Now, to your question about fitting these models. Since we have a random variable x_t
for each t
in question, it really is not such a bad idea to use one of the built-in autoguide
s to construct your guide:
guide = pyro.infer.autoguide.AutoDiagonalNormal(state_space_model)
optim = pyro.optim.Adam({'lr': 0.01})
svi = pyro.infer.SVI(state_space_model, guide, optim, loss=pyro.infer.Trace_ELBO())
niter = 2500 # or whatever, you'll have to play with this and other optim params
pyro.clear_param_store()
losses = torch.empty((niter,))
for n in range(niter):
loss = svi.step(data, N=data_N, T=data_T)
losses[n] = loss
if n % 50 == 0:
print(f"On iteration {n}, loss = {loss}")
I will say that I do this all the time and it works quite well.
About sampling from the posterior: no problem.
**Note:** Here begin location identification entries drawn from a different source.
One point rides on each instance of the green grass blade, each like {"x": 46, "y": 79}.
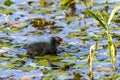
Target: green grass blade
{"x": 103, "y": 16}
{"x": 112, "y": 14}
{"x": 96, "y": 18}
{"x": 112, "y": 49}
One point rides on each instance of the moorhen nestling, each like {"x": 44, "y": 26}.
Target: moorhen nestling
{"x": 41, "y": 48}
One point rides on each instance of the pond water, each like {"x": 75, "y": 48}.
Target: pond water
{"x": 17, "y": 31}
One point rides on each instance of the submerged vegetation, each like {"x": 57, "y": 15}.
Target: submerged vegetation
{"x": 89, "y": 53}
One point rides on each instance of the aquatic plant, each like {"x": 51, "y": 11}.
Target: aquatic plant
{"x": 92, "y": 52}
{"x": 105, "y": 22}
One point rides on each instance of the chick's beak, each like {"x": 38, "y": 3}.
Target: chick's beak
{"x": 62, "y": 42}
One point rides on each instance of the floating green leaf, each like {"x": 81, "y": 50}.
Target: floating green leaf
{"x": 8, "y": 2}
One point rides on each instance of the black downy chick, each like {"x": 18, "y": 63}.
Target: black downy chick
{"x": 41, "y": 48}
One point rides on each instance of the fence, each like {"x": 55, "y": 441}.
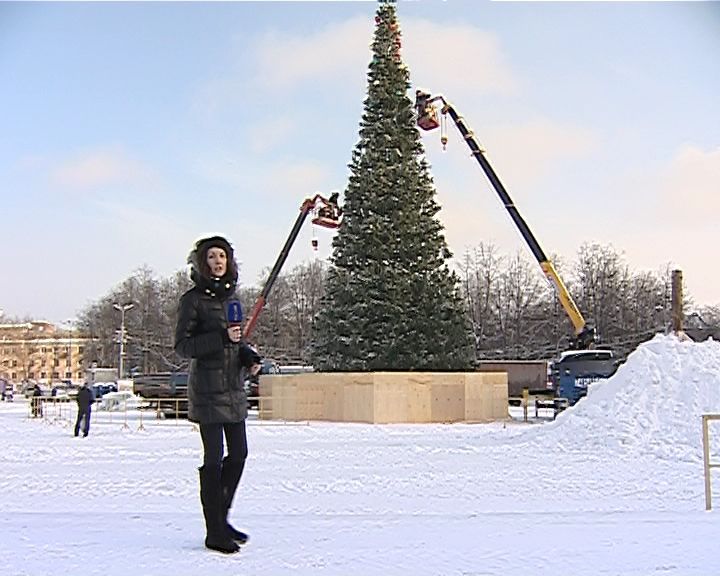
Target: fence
{"x": 706, "y": 458}
{"x": 129, "y": 414}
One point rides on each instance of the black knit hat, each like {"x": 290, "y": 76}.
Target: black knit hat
{"x": 200, "y": 273}
{"x": 202, "y": 246}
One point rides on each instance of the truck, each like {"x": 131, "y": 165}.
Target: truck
{"x": 573, "y": 371}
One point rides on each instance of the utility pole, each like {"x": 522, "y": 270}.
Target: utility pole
{"x": 123, "y": 308}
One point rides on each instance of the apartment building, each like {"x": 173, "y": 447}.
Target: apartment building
{"x": 40, "y": 351}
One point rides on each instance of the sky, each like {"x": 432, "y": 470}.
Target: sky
{"x": 613, "y": 487}
{"x": 130, "y": 130}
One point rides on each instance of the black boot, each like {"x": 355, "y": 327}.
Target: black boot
{"x": 216, "y": 537}
{"x": 229, "y": 479}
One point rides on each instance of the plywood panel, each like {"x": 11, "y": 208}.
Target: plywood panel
{"x": 448, "y": 397}
{"x": 358, "y": 397}
{"x": 385, "y": 397}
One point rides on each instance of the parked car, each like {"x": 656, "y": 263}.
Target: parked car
{"x": 252, "y": 384}
{"x": 101, "y": 389}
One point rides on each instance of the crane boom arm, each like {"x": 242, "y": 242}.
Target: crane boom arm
{"x": 584, "y": 335}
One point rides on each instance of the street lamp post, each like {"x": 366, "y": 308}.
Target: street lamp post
{"x": 123, "y": 308}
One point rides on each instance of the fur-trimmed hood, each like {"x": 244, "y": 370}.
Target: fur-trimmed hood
{"x": 200, "y": 273}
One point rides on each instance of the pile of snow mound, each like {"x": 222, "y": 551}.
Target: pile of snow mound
{"x": 652, "y": 405}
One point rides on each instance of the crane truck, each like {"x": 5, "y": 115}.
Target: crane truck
{"x": 574, "y": 370}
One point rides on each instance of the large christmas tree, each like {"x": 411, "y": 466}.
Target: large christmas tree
{"x": 391, "y": 301}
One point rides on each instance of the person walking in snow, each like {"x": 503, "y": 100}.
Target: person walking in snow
{"x": 85, "y": 399}
{"x": 36, "y": 401}
{"x": 219, "y": 362}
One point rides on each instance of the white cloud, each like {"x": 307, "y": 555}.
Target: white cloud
{"x": 99, "y": 168}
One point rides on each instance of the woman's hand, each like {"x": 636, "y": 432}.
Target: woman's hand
{"x": 235, "y": 333}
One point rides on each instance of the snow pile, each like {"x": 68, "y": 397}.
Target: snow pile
{"x": 652, "y": 405}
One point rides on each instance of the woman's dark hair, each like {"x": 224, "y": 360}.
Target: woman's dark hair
{"x": 198, "y": 259}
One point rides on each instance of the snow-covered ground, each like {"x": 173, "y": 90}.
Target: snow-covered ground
{"x": 613, "y": 487}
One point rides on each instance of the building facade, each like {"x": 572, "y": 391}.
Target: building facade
{"x": 41, "y": 352}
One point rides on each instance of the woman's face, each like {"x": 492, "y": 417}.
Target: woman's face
{"x": 217, "y": 261}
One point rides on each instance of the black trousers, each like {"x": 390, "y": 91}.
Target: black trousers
{"x": 212, "y": 439}
{"x": 83, "y": 414}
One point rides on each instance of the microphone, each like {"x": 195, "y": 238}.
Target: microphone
{"x": 234, "y": 313}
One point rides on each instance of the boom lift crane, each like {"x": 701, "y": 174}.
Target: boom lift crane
{"x": 326, "y": 213}
{"x": 427, "y": 119}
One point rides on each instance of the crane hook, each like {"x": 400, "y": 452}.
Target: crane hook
{"x": 443, "y": 129}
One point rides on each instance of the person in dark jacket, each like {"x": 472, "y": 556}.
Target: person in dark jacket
{"x": 85, "y": 399}
{"x": 37, "y": 401}
{"x": 219, "y": 362}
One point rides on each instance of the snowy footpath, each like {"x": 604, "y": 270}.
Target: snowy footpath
{"x": 613, "y": 487}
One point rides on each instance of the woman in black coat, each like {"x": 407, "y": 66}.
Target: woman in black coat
{"x": 219, "y": 361}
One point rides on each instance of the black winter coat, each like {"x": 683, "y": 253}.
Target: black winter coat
{"x": 216, "y": 389}
{"x": 85, "y": 398}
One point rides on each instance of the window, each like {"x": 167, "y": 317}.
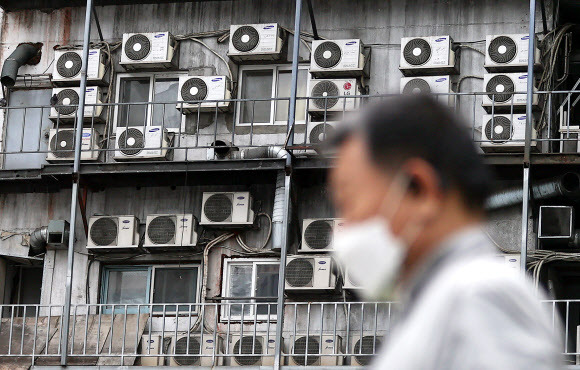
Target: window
{"x": 160, "y": 89}
{"x": 26, "y": 128}
{"x": 151, "y": 284}
{"x": 267, "y": 82}
{"x": 247, "y": 279}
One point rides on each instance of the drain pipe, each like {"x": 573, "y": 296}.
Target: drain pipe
{"x": 20, "y": 56}
{"x": 64, "y": 339}
{"x": 567, "y": 186}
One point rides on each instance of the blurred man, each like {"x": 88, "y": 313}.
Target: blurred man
{"x": 412, "y": 188}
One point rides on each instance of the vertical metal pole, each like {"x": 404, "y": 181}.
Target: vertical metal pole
{"x": 287, "y": 183}
{"x": 527, "y": 147}
{"x": 75, "y": 186}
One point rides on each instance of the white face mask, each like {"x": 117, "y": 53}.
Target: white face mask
{"x": 369, "y": 250}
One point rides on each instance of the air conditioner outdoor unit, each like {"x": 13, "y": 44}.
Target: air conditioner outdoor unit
{"x": 424, "y": 56}
{"x": 310, "y": 273}
{"x": 440, "y": 86}
{"x": 107, "y": 233}
{"x": 505, "y": 133}
{"x": 508, "y": 52}
{"x": 364, "y": 348}
{"x": 499, "y": 88}
{"x": 170, "y": 231}
{"x": 318, "y": 234}
{"x": 251, "y": 42}
{"x": 318, "y": 132}
{"x": 337, "y": 58}
{"x": 333, "y": 95}
{"x": 62, "y": 144}
{"x": 68, "y": 63}
{"x": 307, "y": 351}
{"x": 151, "y": 349}
{"x": 252, "y": 351}
{"x": 227, "y": 209}
{"x": 148, "y": 50}
{"x": 196, "y": 350}
{"x": 66, "y": 107}
{"x": 149, "y": 143}
{"x": 204, "y": 93}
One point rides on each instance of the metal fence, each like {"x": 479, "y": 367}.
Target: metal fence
{"x": 329, "y": 333}
{"x": 223, "y": 129}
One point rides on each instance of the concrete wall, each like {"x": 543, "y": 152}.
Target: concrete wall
{"x": 379, "y": 24}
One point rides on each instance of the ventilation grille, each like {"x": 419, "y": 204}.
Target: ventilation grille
{"x": 67, "y": 102}
{"x": 300, "y": 272}
{"x": 367, "y": 345}
{"x": 131, "y": 141}
{"x": 181, "y": 348}
{"x": 502, "y": 49}
{"x": 245, "y": 39}
{"x": 161, "y": 230}
{"x": 318, "y": 234}
{"x": 416, "y": 86}
{"x": 104, "y": 231}
{"x": 500, "y": 87}
{"x": 322, "y": 90}
{"x": 62, "y": 144}
{"x": 327, "y": 54}
{"x": 137, "y": 47}
{"x": 499, "y": 129}
{"x": 313, "y": 351}
{"x": 194, "y": 89}
{"x": 417, "y": 52}
{"x": 249, "y": 346}
{"x": 218, "y": 207}
{"x": 320, "y": 132}
{"x": 69, "y": 64}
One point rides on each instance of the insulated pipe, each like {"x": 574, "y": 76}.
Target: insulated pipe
{"x": 20, "y": 56}
{"x": 567, "y": 185}
{"x": 38, "y": 240}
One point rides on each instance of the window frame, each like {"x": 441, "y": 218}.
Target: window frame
{"x": 149, "y": 114}
{"x": 228, "y": 262}
{"x": 146, "y": 307}
{"x": 275, "y": 68}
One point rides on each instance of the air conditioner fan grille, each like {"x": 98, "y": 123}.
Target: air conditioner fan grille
{"x": 318, "y": 234}
{"x": 137, "y": 47}
{"x": 245, "y": 38}
{"x": 161, "y": 230}
{"x": 182, "y": 348}
{"x": 328, "y": 54}
{"x": 62, "y": 144}
{"x": 313, "y": 351}
{"x": 249, "y": 346}
{"x": 300, "y": 272}
{"x": 69, "y": 64}
{"x": 104, "y": 231}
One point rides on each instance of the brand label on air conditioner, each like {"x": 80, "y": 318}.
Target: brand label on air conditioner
{"x": 159, "y": 47}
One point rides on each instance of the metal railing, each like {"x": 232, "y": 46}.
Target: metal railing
{"x": 323, "y": 333}
{"x": 221, "y": 129}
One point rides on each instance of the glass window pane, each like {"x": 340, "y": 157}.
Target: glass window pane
{"x": 283, "y": 91}
{"x": 127, "y": 286}
{"x": 27, "y": 129}
{"x": 240, "y": 285}
{"x": 166, "y": 115}
{"x": 256, "y": 85}
{"x": 133, "y": 91}
{"x": 267, "y": 286}
{"x": 175, "y": 285}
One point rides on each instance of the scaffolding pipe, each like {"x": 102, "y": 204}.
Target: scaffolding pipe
{"x": 75, "y": 186}
{"x": 287, "y": 182}
{"x": 528, "y": 140}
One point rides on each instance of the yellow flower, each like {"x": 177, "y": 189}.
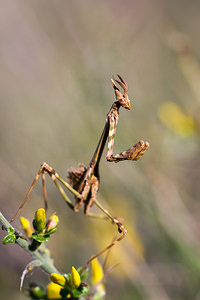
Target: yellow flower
{"x": 75, "y": 279}
{"x": 53, "y": 291}
{"x": 97, "y": 274}
{"x": 58, "y": 279}
{"x": 52, "y": 223}
{"x": 28, "y": 229}
{"x": 40, "y": 219}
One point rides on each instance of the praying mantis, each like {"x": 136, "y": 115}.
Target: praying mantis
{"x": 83, "y": 182}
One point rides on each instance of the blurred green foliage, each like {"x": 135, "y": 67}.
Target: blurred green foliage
{"x": 56, "y": 59}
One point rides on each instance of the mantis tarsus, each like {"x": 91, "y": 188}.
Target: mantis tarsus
{"x": 83, "y": 182}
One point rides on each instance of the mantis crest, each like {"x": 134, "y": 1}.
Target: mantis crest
{"x": 83, "y": 182}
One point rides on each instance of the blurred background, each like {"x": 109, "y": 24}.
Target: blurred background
{"x": 56, "y": 61}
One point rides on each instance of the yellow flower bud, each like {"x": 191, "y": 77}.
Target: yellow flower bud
{"x": 52, "y": 223}
{"x": 53, "y": 291}
{"x": 75, "y": 279}
{"x": 40, "y": 219}
{"x": 58, "y": 279}
{"x": 97, "y": 274}
{"x": 27, "y": 227}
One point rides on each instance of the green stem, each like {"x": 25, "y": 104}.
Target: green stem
{"x": 43, "y": 258}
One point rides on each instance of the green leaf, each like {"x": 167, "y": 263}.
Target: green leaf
{"x": 52, "y": 231}
{"x": 10, "y": 238}
{"x": 84, "y": 273}
{"x": 81, "y": 290}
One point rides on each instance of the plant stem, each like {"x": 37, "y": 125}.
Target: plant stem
{"x": 43, "y": 258}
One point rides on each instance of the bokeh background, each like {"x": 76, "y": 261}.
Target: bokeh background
{"x": 56, "y": 61}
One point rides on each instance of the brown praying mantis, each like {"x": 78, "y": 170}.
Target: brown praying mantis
{"x": 83, "y": 182}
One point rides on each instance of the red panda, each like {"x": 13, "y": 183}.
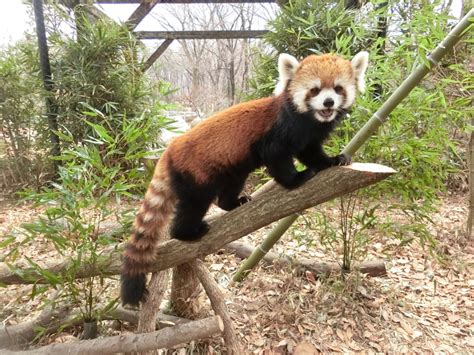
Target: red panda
{"x": 212, "y": 160}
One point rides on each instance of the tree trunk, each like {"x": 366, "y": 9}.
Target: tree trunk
{"x": 19, "y": 335}
{"x": 160, "y": 339}
{"x": 268, "y": 207}
{"x": 149, "y": 310}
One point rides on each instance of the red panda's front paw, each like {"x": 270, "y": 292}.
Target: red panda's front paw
{"x": 244, "y": 199}
{"x": 343, "y": 159}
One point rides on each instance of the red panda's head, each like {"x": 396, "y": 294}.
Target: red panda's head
{"x": 322, "y": 84}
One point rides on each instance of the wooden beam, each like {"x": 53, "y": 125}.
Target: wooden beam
{"x": 184, "y": 1}
{"x": 199, "y": 34}
{"x": 156, "y": 54}
{"x": 140, "y": 13}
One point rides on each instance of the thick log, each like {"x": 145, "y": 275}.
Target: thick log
{"x": 21, "y": 334}
{"x": 18, "y": 335}
{"x": 199, "y": 34}
{"x": 218, "y": 305}
{"x": 244, "y": 250}
{"x": 160, "y": 339}
{"x": 263, "y": 210}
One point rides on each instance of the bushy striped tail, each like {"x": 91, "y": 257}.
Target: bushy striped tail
{"x": 150, "y": 226}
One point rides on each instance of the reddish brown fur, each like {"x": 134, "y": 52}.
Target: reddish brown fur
{"x": 325, "y": 67}
{"x": 211, "y": 139}
{"x": 140, "y": 250}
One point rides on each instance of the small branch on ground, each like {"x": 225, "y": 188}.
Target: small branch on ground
{"x": 185, "y": 290}
{"x": 218, "y": 305}
{"x": 164, "y": 338}
{"x": 273, "y": 205}
{"x": 371, "y": 268}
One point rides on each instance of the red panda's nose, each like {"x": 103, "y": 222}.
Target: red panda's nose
{"x": 328, "y": 102}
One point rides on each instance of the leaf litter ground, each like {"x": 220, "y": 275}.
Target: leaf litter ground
{"x": 423, "y": 305}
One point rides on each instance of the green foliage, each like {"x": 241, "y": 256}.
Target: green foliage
{"x": 424, "y": 136}
{"x": 100, "y": 69}
{"x": 98, "y": 78}
{"x": 21, "y": 123}
{"x": 89, "y": 192}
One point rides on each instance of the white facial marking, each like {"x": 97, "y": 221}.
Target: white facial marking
{"x": 359, "y": 65}
{"x": 148, "y": 217}
{"x": 155, "y": 200}
{"x": 317, "y": 104}
{"x": 300, "y": 94}
{"x": 350, "y": 90}
{"x": 287, "y": 66}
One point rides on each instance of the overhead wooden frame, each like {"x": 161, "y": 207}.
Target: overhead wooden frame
{"x": 146, "y": 6}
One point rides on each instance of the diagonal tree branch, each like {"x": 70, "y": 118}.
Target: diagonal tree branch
{"x": 266, "y": 208}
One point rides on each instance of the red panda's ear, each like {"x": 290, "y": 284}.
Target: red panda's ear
{"x": 359, "y": 65}
{"x": 287, "y": 66}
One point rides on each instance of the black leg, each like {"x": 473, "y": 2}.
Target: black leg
{"x": 228, "y": 197}
{"x": 315, "y": 157}
{"x": 193, "y": 202}
{"x": 188, "y": 221}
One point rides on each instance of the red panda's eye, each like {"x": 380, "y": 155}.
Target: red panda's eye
{"x": 338, "y": 89}
{"x": 315, "y": 91}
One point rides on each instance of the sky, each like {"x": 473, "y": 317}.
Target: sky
{"x": 14, "y": 18}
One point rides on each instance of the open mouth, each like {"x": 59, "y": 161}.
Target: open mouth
{"x": 327, "y": 113}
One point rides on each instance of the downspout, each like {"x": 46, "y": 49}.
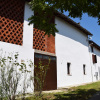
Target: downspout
{"x": 89, "y": 45}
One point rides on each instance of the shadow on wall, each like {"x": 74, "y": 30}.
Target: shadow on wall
{"x": 71, "y": 32}
{"x": 80, "y": 94}
{"x": 12, "y": 9}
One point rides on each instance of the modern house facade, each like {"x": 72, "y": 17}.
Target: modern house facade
{"x": 74, "y": 59}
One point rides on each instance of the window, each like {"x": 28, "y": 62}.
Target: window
{"x": 68, "y": 68}
{"x": 84, "y": 69}
{"x": 94, "y": 58}
{"x": 92, "y": 49}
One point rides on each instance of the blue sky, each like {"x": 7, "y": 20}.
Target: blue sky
{"x": 91, "y": 25}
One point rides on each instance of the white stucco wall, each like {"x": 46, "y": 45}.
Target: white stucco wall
{"x": 71, "y": 46}
{"x": 96, "y": 66}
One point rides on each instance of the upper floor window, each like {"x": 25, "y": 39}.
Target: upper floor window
{"x": 69, "y": 68}
{"x": 84, "y": 69}
{"x": 94, "y": 58}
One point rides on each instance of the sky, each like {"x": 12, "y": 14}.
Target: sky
{"x": 91, "y": 24}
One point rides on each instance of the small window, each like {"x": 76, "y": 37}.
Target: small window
{"x": 45, "y": 57}
{"x": 84, "y": 69}
{"x": 92, "y": 49}
{"x": 38, "y": 56}
{"x": 52, "y": 58}
{"x": 68, "y": 68}
{"x": 94, "y": 59}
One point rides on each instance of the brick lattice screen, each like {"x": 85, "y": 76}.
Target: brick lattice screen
{"x": 11, "y": 21}
{"x": 43, "y": 42}
{"x": 39, "y": 40}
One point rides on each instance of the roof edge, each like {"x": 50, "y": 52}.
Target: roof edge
{"x": 70, "y": 21}
{"x": 94, "y": 44}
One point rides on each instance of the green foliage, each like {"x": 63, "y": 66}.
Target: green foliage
{"x": 44, "y": 11}
{"x": 10, "y": 75}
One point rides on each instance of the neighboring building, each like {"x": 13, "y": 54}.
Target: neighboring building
{"x": 95, "y": 60}
{"x": 71, "y": 57}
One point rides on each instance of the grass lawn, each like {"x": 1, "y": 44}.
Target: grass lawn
{"x": 83, "y": 92}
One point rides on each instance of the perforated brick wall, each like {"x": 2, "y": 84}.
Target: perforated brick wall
{"x": 43, "y": 42}
{"x": 11, "y": 21}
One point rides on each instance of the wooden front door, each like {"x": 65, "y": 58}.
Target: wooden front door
{"x": 51, "y": 77}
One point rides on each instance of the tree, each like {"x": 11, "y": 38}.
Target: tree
{"x": 45, "y": 10}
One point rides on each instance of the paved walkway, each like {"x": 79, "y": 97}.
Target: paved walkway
{"x": 96, "y": 96}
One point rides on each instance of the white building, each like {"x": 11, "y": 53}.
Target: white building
{"x": 69, "y": 50}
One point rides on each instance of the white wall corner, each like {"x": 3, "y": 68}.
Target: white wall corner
{"x": 27, "y": 29}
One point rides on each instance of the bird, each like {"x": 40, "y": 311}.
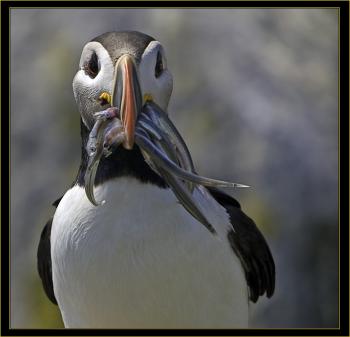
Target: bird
{"x": 140, "y": 259}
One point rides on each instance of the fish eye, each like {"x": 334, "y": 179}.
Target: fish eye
{"x": 159, "y": 65}
{"x": 91, "y": 66}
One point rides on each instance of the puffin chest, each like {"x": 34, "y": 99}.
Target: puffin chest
{"x": 134, "y": 256}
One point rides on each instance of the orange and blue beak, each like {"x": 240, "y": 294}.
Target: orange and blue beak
{"x": 127, "y": 96}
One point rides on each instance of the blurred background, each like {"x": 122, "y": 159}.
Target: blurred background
{"x": 255, "y": 98}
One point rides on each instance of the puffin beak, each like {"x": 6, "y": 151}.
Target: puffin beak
{"x": 127, "y": 96}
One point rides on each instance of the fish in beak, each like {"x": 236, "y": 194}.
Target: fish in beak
{"x": 127, "y": 96}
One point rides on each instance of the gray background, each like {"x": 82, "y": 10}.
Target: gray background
{"x": 255, "y": 98}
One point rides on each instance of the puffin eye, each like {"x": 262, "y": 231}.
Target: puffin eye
{"x": 159, "y": 65}
{"x": 91, "y": 66}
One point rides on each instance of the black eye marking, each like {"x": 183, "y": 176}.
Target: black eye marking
{"x": 91, "y": 66}
{"x": 159, "y": 65}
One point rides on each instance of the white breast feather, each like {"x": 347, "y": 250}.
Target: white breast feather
{"x": 141, "y": 261}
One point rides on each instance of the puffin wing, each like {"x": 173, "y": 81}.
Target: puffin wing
{"x": 250, "y": 246}
{"x": 44, "y": 259}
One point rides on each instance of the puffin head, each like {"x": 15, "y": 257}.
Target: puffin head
{"x": 125, "y": 70}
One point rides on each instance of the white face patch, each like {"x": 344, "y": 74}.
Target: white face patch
{"x": 159, "y": 88}
{"x": 86, "y": 89}
{"x": 155, "y": 81}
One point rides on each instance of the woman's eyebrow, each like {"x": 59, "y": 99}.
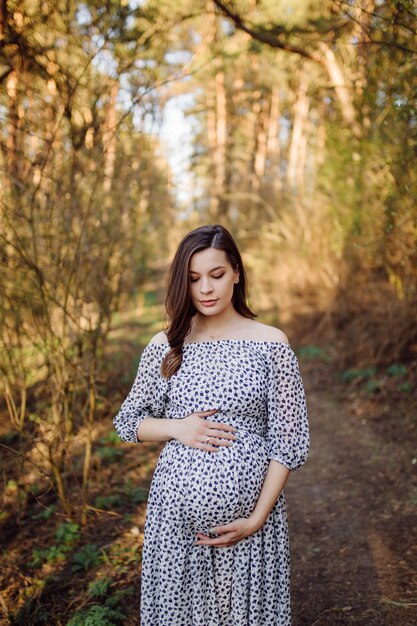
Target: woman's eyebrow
{"x": 212, "y": 270}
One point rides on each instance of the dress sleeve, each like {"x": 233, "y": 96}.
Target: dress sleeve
{"x": 147, "y": 396}
{"x": 287, "y": 426}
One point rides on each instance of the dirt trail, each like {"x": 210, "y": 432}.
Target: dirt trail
{"x": 352, "y": 522}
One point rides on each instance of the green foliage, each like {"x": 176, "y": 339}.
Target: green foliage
{"x": 66, "y": 535}
{"x": 405, "y": 387}
{"x": 45, "y": 514}
{"x": 314, "y": 352}
{"x": 100, "y": 588}
{"x": 109, "y": 455}
{"x": 358, "y": 373}
{"x": 97, "y": 615}
{"x": 86, "y": 558}
{"x": 111, "y": 438}
{"x": 108, "y": 502}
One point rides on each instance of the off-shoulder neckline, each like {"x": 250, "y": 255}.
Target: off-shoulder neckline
{"x": 199, "y": 343}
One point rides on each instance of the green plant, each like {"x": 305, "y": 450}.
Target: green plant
{"x": 109, "y": 455}
{"x": 111, "y": 438}
{"x": 108, "y": 502}
{"x": 97, "y": 615}
{"x": 358, "y": 373}
{"x": 314, "y": 352}
{"x": 67, "y": 534}
{"x": 45, "y": 514}
{"x": 405, "y": 386}
{"x": 100, "y": 588}
{"x": 87, "y": 557}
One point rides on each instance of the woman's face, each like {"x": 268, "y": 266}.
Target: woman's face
{"x": 212, "y": 280}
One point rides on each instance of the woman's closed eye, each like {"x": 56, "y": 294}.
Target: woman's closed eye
{"x": 193, "y": 280}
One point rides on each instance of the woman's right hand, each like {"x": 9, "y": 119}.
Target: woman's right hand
{"x": 194, "y": 431}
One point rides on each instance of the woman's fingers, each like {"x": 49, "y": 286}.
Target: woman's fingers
{"x": 223, "y": 434}
{"x": 220, "y": 426}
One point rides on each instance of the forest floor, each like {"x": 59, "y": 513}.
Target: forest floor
{"x": 352, "y": 512}
{"x": 352, "y": 508}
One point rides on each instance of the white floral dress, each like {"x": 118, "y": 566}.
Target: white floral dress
{"x": 257, "y": 387}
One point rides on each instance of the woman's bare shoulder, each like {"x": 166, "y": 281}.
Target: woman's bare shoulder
{"x": 263, "y": 332}
{"x": 159, "y": 338}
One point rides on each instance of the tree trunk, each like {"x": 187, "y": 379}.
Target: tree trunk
{"x": 296, "y": 157}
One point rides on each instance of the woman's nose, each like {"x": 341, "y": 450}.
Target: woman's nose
{"x": 206, "y": 286}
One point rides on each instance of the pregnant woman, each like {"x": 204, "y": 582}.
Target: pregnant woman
{"x": 225, "y": 393}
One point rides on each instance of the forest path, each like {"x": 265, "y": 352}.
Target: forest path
{"x": 351, "y": 521}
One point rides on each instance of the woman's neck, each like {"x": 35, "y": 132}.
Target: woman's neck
{"x": 216, "y": 325}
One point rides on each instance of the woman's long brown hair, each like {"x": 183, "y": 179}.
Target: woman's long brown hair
{"x": 178, "y": 303}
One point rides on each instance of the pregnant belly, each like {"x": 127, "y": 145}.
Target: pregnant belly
{"x": 201, "y": 489}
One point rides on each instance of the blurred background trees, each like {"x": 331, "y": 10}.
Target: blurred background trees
{"x": 303, "y": 118}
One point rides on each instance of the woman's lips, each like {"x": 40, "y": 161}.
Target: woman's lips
{"x": 208, "y": 302}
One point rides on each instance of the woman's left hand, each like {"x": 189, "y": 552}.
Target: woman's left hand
{"x": 229, "y": 533}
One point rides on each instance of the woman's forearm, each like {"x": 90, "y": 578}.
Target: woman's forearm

There is a great utility class for this called pyro.infer.Predictive
:
# you can extract the latent time series in a variety of ways
# one of these is the pyro.infer.Predictive class
num_samples = 100
posterior_predictive = pyro.infer.Predictive(
state_space_model,
guide=guide,
num_samples=num_samples
)
posterior_draws = posterior_predictive(None, N=data_N, T=data_T)
# since our model returns the latent, we should have this in the `latent` value
print(
posterior_draws['latent'].squeeze().shape == (num_samples, data_T, data_N)
)
So that is just about all there is that. Hopefully this is at least somewhat helpful. Feel free to reach out if you have any more questions.